“Where on earth has your Member of Congress gone? Something strange has been happening in the last month or so: Members of Congress (MoCs) from all over the country are going missing. They’re still turning up for votes on Capitol Hill, and they’re still meeting with lobbyists and friendly audiences back home—but their public event schedules are mysteriously blank. Odd.
This is happening for a very simple reason: MoCs do not want to look weak or unpopular—and they know that Trump’s agenda is very, very unpopular. Remember: Every MoC wakes up every morning thinking, “How can I convince my constituents that they should reelect me?” That means MoCs are enormously sensitive to their local image, and they will work very hard to avoid signs of public disapproval from constituents. Some MoCs have clearly made the calculation that they can lay low, avoid their constituents, and hope the current storm blows over. It’s your job to change that calculus.

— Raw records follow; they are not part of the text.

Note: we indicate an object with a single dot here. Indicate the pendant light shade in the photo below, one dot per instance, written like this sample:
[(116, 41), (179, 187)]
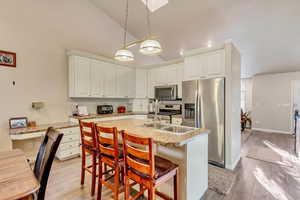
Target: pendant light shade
[(124, 55), (150, 47)]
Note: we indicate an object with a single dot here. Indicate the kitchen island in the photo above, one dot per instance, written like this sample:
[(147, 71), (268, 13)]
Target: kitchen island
[(188, 150)]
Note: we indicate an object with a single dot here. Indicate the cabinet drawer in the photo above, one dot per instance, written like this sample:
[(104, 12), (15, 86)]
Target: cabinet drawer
[(68, 145), (177, 121), (70, 138), (63, 155), (70, 131)]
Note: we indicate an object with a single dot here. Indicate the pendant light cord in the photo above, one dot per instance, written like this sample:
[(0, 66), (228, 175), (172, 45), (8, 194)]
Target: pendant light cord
[(125, 25), (148, 19)]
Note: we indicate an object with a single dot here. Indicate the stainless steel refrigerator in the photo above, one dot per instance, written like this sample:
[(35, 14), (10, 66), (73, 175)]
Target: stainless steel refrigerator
[(204, 107)]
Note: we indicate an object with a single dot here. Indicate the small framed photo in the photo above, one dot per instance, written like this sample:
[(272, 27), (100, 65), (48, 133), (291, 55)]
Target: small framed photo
[(18, 122), (8, 59)]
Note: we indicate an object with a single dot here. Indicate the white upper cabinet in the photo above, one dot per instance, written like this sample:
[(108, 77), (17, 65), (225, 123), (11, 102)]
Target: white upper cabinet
[(180, 75), (109, 77), (141, 83), (79, 84), (125, 79), (97, 82), (205, 65), (166, 75)]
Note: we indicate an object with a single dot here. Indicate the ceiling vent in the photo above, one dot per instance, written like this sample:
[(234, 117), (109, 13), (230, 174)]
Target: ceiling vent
[(153, 5)]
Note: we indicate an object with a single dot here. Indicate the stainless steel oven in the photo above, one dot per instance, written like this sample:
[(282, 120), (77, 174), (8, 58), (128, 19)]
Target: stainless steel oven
[(166, 93)]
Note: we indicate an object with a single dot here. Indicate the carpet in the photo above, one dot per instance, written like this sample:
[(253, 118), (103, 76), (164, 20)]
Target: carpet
[(266, 150), (220, 180), (268, 155)]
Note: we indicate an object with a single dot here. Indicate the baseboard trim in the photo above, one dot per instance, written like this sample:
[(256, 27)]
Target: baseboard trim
[(232, 166), (271, 131)]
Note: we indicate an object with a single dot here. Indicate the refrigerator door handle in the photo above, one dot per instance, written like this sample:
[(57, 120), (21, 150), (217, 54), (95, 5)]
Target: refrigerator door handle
[(200, 111), (196, 110)]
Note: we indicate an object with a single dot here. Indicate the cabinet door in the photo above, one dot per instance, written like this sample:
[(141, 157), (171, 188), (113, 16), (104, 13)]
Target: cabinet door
[(121, 82), (82, 77), (141, 76), (97, 82), (151, 83), (110, 80), (216, 63), (131, 83)]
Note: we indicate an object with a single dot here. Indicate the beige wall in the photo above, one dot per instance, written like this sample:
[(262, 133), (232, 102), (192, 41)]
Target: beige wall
[(272, 101), (246, 94), (40, 31)]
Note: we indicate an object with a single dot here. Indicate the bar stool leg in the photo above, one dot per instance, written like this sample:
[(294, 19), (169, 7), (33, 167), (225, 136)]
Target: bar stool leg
[(117, 174), (175, 185), (99, 181), (82, 168), (94, 169), (151, 193), (127, 189)]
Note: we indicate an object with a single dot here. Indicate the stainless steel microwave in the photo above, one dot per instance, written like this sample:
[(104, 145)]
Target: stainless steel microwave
[(166, 93)]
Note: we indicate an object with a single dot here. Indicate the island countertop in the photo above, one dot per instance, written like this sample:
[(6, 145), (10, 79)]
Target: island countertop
[(136, 127)]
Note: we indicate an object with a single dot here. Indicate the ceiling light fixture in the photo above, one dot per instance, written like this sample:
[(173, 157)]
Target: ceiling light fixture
[(209, 44), (149, 46), (123, 54)]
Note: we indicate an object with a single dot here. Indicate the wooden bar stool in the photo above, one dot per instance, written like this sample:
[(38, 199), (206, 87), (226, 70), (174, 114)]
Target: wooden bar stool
[(111, 155), (142, 167), (88, 146)]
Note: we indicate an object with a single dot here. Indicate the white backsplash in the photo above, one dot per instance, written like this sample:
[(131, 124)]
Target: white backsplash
[(140, 105), (92, 104)]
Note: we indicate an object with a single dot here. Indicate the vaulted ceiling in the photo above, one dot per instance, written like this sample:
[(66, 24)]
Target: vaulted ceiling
[(267, 32)]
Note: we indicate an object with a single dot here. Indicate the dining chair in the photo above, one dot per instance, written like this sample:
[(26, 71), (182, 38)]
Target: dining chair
[(146, 169), (88, 147), (112, 156), (45, 159)]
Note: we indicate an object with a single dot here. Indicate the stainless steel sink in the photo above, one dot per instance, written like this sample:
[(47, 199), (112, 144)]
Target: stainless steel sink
[(156, 125), (178, 129), (173, 129)]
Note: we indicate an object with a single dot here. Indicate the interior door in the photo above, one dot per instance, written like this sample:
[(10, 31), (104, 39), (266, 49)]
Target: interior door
[(295, 106)]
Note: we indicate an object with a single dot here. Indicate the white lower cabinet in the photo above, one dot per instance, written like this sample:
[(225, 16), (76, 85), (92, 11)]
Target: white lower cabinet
[(70, 144)]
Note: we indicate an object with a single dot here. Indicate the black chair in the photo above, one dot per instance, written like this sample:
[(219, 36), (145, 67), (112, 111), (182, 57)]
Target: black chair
[(45, 159)]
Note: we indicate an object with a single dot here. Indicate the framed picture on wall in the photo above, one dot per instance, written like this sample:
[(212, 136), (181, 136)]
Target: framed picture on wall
[(8, 59), (18, 122)]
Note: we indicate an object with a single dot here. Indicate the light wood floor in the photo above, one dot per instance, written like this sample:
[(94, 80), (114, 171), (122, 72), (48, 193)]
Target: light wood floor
[(257, 180)]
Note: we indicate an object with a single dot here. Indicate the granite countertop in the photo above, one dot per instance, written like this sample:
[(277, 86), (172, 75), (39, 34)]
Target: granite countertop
[(42, 127), (91, 116), (136, 127)]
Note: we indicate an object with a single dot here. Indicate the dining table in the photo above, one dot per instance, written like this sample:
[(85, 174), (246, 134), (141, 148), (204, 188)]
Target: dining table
[(17, 180)]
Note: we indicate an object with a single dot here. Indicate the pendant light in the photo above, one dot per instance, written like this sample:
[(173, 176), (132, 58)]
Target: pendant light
[(150, 46), (124, 55)]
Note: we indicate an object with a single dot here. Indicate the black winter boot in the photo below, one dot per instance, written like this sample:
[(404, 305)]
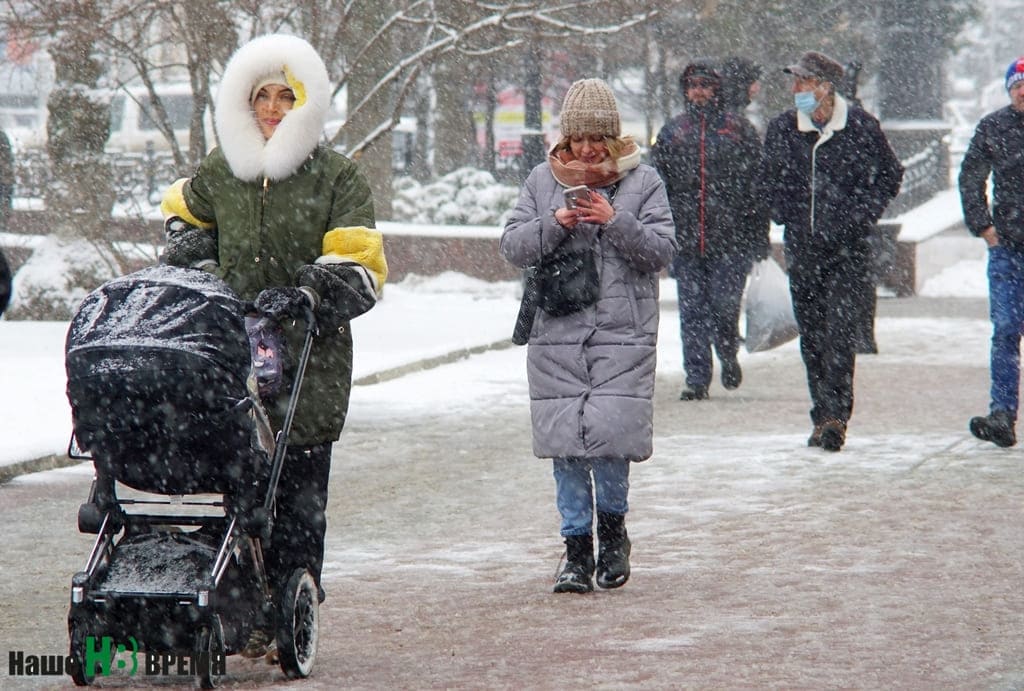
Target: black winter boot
[(732, 375), (996, 427), (612, 550), (578, 574), (694, 393)]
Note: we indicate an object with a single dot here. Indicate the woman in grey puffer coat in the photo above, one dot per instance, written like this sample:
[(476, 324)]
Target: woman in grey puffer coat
[(592, 373)]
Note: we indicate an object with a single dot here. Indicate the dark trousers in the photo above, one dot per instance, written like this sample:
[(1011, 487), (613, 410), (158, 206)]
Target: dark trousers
[(710, 292), (826, 305), (300, 523)]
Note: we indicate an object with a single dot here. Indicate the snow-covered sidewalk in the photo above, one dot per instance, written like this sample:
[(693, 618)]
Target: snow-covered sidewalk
[(418, 319)]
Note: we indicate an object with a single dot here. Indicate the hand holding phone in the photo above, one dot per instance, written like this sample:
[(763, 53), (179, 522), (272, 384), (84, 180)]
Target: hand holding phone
[(572, 195)]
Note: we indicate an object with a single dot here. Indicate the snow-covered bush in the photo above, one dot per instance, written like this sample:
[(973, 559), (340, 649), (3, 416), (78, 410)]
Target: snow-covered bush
[(464, 197)]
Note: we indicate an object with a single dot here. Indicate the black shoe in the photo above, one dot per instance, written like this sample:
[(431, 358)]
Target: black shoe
[(259, 644), (732, 376), (578, 574), (694, 393), (612, 550), (833, 435), (996, 427)]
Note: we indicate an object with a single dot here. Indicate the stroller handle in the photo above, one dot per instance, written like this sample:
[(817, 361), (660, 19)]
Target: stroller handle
[(281, 443)]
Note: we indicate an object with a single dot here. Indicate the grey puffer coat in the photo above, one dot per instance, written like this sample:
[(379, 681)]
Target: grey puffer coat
[(592, 373)]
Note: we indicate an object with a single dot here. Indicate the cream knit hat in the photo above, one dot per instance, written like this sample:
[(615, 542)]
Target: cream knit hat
[(590, 109)]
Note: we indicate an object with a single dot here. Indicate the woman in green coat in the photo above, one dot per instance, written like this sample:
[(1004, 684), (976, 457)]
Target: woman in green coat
[(286, 221)]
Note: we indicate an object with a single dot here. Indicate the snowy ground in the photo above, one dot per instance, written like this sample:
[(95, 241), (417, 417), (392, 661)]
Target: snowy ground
[(758, 562), (419, 318)]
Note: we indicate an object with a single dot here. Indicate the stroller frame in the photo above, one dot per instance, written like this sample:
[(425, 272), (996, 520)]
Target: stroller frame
[(193, 597)]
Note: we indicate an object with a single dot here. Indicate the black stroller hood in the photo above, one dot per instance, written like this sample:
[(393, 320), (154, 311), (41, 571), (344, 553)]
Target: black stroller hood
[(158, 363), (166, 308)]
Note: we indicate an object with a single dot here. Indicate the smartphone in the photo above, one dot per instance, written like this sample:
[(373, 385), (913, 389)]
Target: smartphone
[(572, 193)]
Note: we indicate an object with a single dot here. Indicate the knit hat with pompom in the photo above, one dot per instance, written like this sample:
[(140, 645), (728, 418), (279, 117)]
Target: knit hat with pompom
[(590, 109)]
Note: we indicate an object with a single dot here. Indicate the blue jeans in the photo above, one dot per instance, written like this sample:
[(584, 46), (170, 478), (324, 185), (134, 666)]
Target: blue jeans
[(1006, 299), (710, 292), (574, 490)]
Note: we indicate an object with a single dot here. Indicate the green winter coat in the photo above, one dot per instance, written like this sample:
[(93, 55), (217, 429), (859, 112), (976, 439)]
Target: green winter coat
[(266, 230)]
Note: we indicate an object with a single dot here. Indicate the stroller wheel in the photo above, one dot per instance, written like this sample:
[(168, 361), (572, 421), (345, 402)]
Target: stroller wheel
[(76, 662), (298, 620), (210, 646)]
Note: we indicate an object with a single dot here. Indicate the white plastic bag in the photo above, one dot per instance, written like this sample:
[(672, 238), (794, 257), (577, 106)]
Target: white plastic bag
[(769, 308)]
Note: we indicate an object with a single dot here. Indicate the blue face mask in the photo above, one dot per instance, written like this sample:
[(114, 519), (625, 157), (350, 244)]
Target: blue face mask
[(806, 102)]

This toolkit describes how local groups can make missing MoCs more accessible. MoCs are gambling that out of sight means out of mind. It will take some work, but their constituents have power win at this game. It means getting active, standing together indivisible, and getting local press attention on your MoC’s cowardly behavior. This works–and this brief describes the nuts and bolts of getting it done.
Town halls are a basic part of our democratic heritage and every Member of Congress should have them. Over the year, a MoC’s schedule is split between time “in session,” when they’re expected to be in Washington, DC attending to legislative business, and “recess,” when they go back to their districts or states. These recess periods—also known as “District Work Periods” on the congressional calendar—which stretch from several days to several weeks at a time, are the designated periods for MoCs to be home engaging with constituents. The whole reason that recess exists is to make sure that MoCs don’t lose touch with constituent concerns.
Town halls are a time-honored tradition for listening to constituents. Because MoCs can’t possibly meet individually with all their constituents, they normally host public events like town halls or district office hours so that they can interact with many constituents. In addition to allowing constituents to communicate their views directly to a MoC, rather than through staff, it gives MoCs the chance to take the temperature of their constituents and discuss their positions in greater detail.
Now, some MoCs find the prospect of a town hall, or even a large group meeting, pretty scary. If they handle a controversial policy question or a heartfelt personal story poorly, a whole lot of people are going to hear about it. But, once again, that’s their job. As a constituent, you deserve opportunities to share your views and personal stories about how policy affects your lives with your representative. And you also deserve opportunities to hear directly from your MoC about where they stand on the issues you care about. An MoC who’s carefully tailoring their appearances to avoid hearing from people who disagree with them is an MoC who’s not doing their job.